The GUI is a simple python script (Warning, dirty!, based on this) which just redirects the activeCommand.sh symlink to one of the available commands.

import ntpath
from os import listdir
from os.path import isfile, join, realpath
from subprocess import call
import wx

TRAY_TOOLTIP = 'System Tray Demo'
TRAY_ICON = 'icon.png'
FAST_COMMAND_DIR = '/home/USER/.fastCommands/'


def create_menu_item(menu, label, func):
    item = wx.MenuItem(menu, -1, label)
    menu.Bind(wx.EVT_MENU, func, id=item.GetId())
    menu.AppendItem(item)
    return item


class TaskBarIcon(wx.TaskBarIcon):
    def __init__(self):
        super(TaskBarIcon, self).__init__()
        self.set_icon(TRAY_ICON)
        self.Bind(wx.EVT_TASKBAR_LEFT_DOWN, self.on_left_down)
	self.menuMap = {} 

    def CreatePopupMenu(self):
        menu = wx.Menu()
	mypath = FAST_COMMAND_DIR
	activeCommand = ntpath.basename(realpath(mypath+'activeCommand.sh'))
	
	onlyfiles = [ f for f in listdir(mypath) if isfile(join(mypath,f)) and f != 'activeCommand.sh' ]
	for file in onlyfiles:
		item = create_menu_item(menu, file, self.on_hello)
		self.menuMap[item.GetId()] = file
		if file == activeCommand:
			item.Enable(False)
        menu.AppendSeparator()
        create_menu_item(menu, 'Exit', self.on_exit)
        return menu

    def set_icon(self, path):
        icon = wx.IconFromBitmap(wx.Bitmap(path))
        self.SetIcon(icon, TRAY_TOOLTIP)

    def on_left_down(self, event):
        print 'Tray icon was left-clicked.'

    def on_hello(self, event):
	call(["ln","-s","-f",FAST_COMMAND_DIR+self.menuMap[event.GetId()],FAST_COMMAND_DIR+"activeCommand.sh"])
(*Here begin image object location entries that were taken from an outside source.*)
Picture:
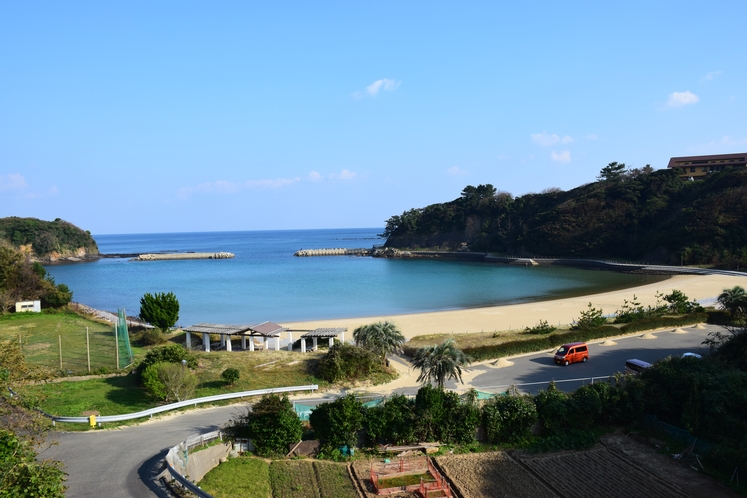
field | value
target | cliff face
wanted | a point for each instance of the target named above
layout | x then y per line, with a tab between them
48	241
653	217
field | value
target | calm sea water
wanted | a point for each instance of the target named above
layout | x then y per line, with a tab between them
266	282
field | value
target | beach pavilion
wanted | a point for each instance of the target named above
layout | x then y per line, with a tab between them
264	330
320	333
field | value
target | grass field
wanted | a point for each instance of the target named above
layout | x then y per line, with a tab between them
285	479
239	478
40	335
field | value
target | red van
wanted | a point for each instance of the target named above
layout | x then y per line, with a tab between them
572	353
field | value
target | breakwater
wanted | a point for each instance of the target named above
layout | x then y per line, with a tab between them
183	255
334	252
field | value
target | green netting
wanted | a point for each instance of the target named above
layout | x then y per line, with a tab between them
303	411
123	340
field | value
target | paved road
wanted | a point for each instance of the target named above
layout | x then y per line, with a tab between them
116	463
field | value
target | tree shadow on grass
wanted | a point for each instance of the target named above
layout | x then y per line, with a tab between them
128	393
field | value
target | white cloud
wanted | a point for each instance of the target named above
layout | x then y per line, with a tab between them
343	175
372	90
456	171
679	99
564	156
12	181
710	76
546	140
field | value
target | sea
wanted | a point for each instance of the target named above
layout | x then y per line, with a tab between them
265	282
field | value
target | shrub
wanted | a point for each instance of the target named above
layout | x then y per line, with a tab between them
590	318
337	423
508	418
230	375
541	328
169	381
348	362
173	353
272	424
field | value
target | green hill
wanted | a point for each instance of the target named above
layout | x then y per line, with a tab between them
637	215
48	240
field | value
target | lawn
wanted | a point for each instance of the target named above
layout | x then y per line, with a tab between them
240	478
281	479
40	335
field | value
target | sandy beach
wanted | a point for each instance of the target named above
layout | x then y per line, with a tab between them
518	316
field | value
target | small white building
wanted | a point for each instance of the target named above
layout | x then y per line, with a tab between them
31	306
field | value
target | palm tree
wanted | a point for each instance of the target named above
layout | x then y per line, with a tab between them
381	338
440	363
734	300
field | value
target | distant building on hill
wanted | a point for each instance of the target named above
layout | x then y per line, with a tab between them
697	167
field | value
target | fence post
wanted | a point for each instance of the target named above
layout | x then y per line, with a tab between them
88	351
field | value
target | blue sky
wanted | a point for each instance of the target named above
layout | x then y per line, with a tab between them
129	117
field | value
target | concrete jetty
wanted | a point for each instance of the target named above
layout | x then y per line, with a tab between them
334	252
183	255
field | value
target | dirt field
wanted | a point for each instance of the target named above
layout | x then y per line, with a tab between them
617	467
493	474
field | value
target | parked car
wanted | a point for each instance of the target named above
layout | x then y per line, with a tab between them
572	353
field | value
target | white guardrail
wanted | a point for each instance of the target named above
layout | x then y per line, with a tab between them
182	404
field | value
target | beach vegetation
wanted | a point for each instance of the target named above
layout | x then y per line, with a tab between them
231	375
541	328
337	423
271	424
169	382
381	338
160	310
440	363
349	363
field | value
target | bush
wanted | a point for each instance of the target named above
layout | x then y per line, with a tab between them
173	353
348	362
272	424
230	375
169	381
508	418
590	318
541	328
337	423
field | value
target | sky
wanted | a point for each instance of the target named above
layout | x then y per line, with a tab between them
158	116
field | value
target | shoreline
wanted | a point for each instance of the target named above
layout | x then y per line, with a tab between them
704	288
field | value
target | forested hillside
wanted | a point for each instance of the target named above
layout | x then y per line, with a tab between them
47	240
638	214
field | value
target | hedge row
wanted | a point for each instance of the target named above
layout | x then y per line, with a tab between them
535	343
664	321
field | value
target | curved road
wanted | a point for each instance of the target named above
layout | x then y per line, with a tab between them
117	463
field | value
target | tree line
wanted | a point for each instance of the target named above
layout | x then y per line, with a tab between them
633	214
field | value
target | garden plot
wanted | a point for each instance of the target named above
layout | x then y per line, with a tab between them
489	475
597	473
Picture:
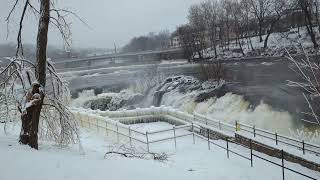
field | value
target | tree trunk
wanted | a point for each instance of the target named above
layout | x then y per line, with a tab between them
30	118
260	32
266	40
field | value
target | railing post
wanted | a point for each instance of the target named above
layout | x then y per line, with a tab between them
147	141
227	140
174	136
107	128
251	154
81	121
97	125
282	164
117	133
89	124
130	136
208	134
236	126
192	127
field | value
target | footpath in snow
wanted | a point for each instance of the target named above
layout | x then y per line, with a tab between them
188	161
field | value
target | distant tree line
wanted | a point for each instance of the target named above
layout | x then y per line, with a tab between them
215	23
152	41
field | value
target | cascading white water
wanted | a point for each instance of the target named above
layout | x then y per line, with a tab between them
228	108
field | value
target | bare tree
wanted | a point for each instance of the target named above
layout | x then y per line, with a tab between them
309	72
197	23
279	8
261	10
36	100
307	8
210	12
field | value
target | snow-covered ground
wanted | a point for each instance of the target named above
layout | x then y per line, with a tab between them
276	44
188	161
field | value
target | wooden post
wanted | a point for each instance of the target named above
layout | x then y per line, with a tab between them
147	141
174	134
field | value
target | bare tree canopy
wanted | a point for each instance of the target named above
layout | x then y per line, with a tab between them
24	83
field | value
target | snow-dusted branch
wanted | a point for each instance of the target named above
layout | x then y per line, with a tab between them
309	72
17	82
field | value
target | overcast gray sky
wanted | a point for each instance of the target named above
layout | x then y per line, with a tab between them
111	20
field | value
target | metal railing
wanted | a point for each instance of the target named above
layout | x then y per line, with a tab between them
194	129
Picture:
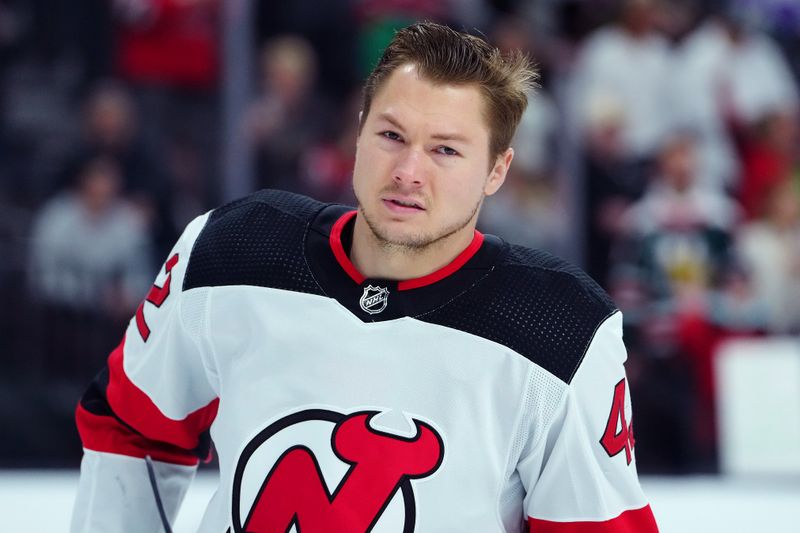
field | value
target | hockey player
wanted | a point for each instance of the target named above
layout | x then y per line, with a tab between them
387	368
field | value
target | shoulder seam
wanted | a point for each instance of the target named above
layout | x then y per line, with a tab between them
589	343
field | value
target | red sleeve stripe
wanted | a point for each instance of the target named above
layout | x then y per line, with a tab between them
107	434
133	406
634	521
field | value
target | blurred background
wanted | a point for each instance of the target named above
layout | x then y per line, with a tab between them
661	153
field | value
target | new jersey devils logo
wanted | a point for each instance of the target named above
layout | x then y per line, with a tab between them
287	480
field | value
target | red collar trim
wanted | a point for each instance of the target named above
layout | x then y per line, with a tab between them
433	277
338	249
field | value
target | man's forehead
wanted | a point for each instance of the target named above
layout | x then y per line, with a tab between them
451	110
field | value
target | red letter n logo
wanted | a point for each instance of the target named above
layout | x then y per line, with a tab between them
294	492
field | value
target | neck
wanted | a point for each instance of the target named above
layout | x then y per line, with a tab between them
377	259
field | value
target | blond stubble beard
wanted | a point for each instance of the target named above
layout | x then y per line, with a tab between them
417	244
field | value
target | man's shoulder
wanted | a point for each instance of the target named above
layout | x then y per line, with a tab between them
258	241
269	203
554	276
536	304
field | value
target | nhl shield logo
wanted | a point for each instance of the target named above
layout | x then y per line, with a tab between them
374	300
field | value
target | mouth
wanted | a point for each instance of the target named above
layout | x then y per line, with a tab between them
404	205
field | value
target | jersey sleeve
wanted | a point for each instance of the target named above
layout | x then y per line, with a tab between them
580	477
153	403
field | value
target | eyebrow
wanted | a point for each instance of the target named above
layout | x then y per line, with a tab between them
438	136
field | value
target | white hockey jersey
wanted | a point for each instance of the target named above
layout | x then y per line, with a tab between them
489	396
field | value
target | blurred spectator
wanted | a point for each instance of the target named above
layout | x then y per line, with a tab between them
168	52
89	248
769	247
769	156
111	127
529	208
620	87
90	265
728	77
326	167
379	19
168	42
288	115
679	232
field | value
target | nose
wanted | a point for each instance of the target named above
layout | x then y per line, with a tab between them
408	170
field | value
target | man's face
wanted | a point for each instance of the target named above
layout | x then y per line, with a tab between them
422	162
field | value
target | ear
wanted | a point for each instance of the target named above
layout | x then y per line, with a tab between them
360	126
498	173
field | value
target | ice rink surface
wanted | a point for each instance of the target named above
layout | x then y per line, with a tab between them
34	501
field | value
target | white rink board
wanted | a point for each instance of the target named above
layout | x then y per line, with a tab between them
42	501
758	406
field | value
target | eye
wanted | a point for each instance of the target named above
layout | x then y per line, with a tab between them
446	150
392	136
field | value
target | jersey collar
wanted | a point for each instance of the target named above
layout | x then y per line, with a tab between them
344	261
328	239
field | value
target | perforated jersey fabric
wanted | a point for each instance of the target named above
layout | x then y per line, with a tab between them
536	304
489	396
255	241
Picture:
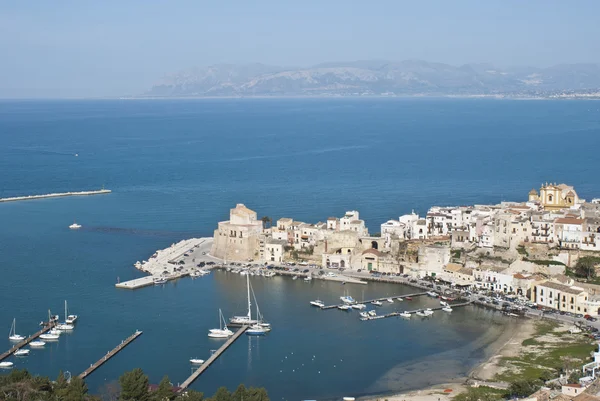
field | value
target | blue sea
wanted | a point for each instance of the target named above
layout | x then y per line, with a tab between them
176	167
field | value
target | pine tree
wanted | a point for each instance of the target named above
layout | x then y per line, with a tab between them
134	386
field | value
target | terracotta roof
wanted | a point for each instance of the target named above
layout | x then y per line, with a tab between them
569	220
372	251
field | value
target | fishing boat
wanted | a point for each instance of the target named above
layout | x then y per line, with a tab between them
21	352
347	299
222	331
318	303
74	226
12	335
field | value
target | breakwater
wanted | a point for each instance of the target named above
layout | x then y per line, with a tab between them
55	195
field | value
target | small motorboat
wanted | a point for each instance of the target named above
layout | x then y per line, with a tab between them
21	352
318	303
49	337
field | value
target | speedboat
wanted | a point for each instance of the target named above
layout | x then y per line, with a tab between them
256	330
12	335
49	336
21	352
347	299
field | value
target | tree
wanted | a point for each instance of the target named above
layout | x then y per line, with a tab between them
523	388
134	386
164	390
586	267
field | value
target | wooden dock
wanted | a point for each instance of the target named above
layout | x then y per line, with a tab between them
397	314
110	354
212	358
368	301
23	343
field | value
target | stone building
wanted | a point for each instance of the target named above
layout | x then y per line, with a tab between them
238	239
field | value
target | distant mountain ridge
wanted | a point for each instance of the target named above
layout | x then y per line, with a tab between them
374	77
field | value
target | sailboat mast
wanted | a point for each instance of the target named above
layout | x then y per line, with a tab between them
249	304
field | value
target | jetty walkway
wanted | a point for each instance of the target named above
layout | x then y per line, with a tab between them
24	342
368	301
395	314
56	195
212	358
110	354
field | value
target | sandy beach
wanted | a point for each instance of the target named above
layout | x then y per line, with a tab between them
508	344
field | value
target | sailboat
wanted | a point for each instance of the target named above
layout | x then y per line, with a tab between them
71	319
65	326
12	335
247	319
221	332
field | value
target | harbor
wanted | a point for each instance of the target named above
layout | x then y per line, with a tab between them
56	195
110	354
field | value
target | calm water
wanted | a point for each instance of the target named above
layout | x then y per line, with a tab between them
176	167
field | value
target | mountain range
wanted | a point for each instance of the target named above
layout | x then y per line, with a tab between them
411	77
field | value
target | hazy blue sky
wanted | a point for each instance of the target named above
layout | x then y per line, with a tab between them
102	48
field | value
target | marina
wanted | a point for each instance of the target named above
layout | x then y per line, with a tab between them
212	358
56	195
110	354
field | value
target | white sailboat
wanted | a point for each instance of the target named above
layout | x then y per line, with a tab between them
221	332
243	320
65	326
12	335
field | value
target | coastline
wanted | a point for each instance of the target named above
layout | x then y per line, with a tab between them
508	344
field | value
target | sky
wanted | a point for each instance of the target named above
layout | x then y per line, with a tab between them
90	48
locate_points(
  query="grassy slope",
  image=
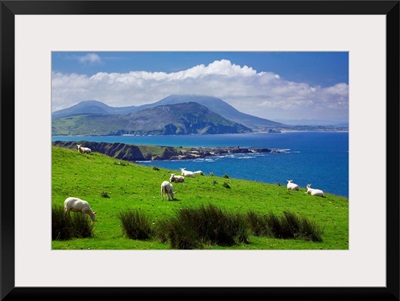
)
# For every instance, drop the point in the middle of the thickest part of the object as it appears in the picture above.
(129, 185)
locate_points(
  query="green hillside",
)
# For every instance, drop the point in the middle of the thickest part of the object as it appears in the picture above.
(131, 186)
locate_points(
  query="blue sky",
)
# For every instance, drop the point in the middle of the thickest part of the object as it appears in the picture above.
(272, 85)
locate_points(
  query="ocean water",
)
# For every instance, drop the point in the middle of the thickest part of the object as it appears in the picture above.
(317, 158)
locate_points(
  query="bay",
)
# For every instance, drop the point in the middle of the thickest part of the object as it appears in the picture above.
(317, 158)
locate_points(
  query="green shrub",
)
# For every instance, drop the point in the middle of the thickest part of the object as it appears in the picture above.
(61, 226)
(287, 226)
(136, 224)
(194, 227)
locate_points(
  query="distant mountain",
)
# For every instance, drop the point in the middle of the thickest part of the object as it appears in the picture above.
(214, 104)
(220, 107)
(92, 107)
(176, 119)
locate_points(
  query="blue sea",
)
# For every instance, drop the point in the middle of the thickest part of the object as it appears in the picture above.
(317, 158)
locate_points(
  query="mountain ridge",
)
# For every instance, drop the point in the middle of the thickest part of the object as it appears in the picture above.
(177, 119)
(214, 104)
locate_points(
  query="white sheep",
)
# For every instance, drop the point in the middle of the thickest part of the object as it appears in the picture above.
(292, 186)
(187, 173)
(83, 150)
(177, 179)
(314, 191)
(77, 205)
(168, 189)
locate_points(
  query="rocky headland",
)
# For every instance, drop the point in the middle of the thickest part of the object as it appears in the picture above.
(131, 152)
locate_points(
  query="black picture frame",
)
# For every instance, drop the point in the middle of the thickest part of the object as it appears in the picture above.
(9, 9)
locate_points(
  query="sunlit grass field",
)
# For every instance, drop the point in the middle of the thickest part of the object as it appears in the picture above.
(113, 186)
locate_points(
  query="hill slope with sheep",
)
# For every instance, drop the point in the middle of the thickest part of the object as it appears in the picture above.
(113, 187)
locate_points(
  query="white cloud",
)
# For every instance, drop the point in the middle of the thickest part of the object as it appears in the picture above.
(263, 94)
(89, 58)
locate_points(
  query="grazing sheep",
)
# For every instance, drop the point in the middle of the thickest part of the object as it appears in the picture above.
(83, 150)
(313, 191)
(177, 179)
(187, 173)
(292, 186)
(167, 188)
(77, 205)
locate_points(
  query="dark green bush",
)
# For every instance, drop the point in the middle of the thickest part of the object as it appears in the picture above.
(192, 228)
(135, 224)
(287, 226)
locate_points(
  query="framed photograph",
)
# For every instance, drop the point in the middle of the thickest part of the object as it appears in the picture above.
(322, 74)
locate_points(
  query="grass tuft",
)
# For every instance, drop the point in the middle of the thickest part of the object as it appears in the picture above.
(136, 224)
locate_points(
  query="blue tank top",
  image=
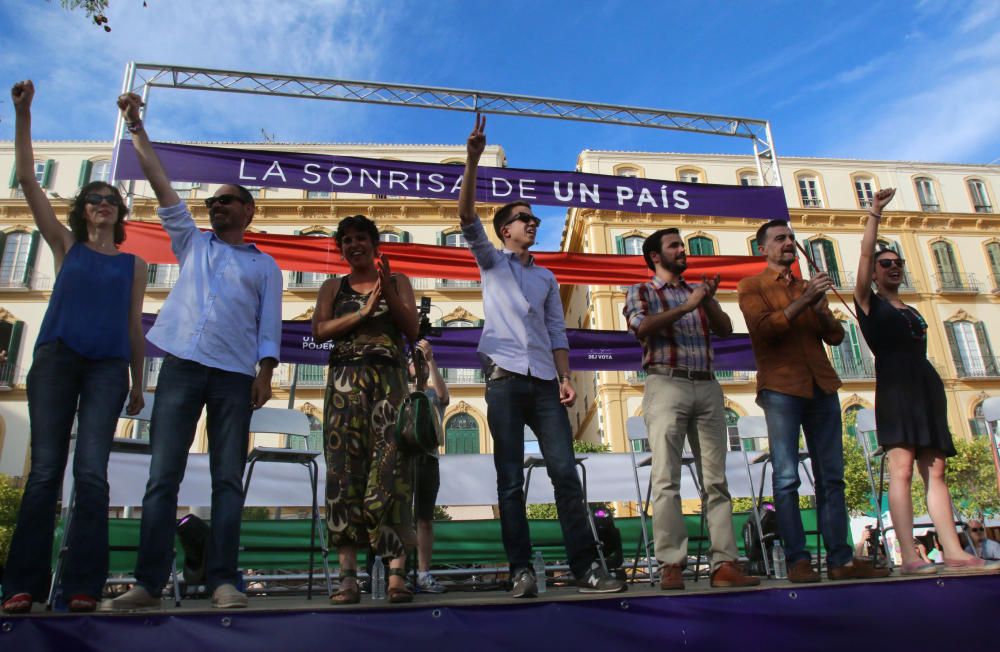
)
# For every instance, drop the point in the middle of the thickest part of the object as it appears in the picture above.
(88, 310)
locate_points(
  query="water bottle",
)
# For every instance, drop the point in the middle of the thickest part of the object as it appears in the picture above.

    def on_exit(self, event):
        wx.CallAfter(self.Destroy)


def main():
    app = wx.PySimpleApp()
    TaskBarIcon()
    app.MainLoop()


if __name__ == '__main__':
    main()

My shortcut is ctrl-alt-f, such that I press ctrl-c, ctrl-alt-f and ctrl-v and I have my converted text pasted where I want it.

Easy, fast and saving a lot of time! :-)

Problem 2

I created a second script the same way as before for another problem:

Given a text following the format chrN_startpos_endpos convert it to the slightly different format chrN:startpos-endpos

We can achieve this conversion again, using awk: awk '!x{x=sub("_",":")}7 !x{x=sub("_","-")}7' And again, as before, we parse from the clipboard using xclip and write it back: xclip -o -selection clipboard | awk '!x{x=sub("_",":")}7 !x{x=sub("_","-")}7' | xclip -i -selection clipboard The string describes a genomic region including the chromosome as well as start and endposition of the region of interest. The first format is the format internally used in a database, the second format is compatible to the USCS genome browser.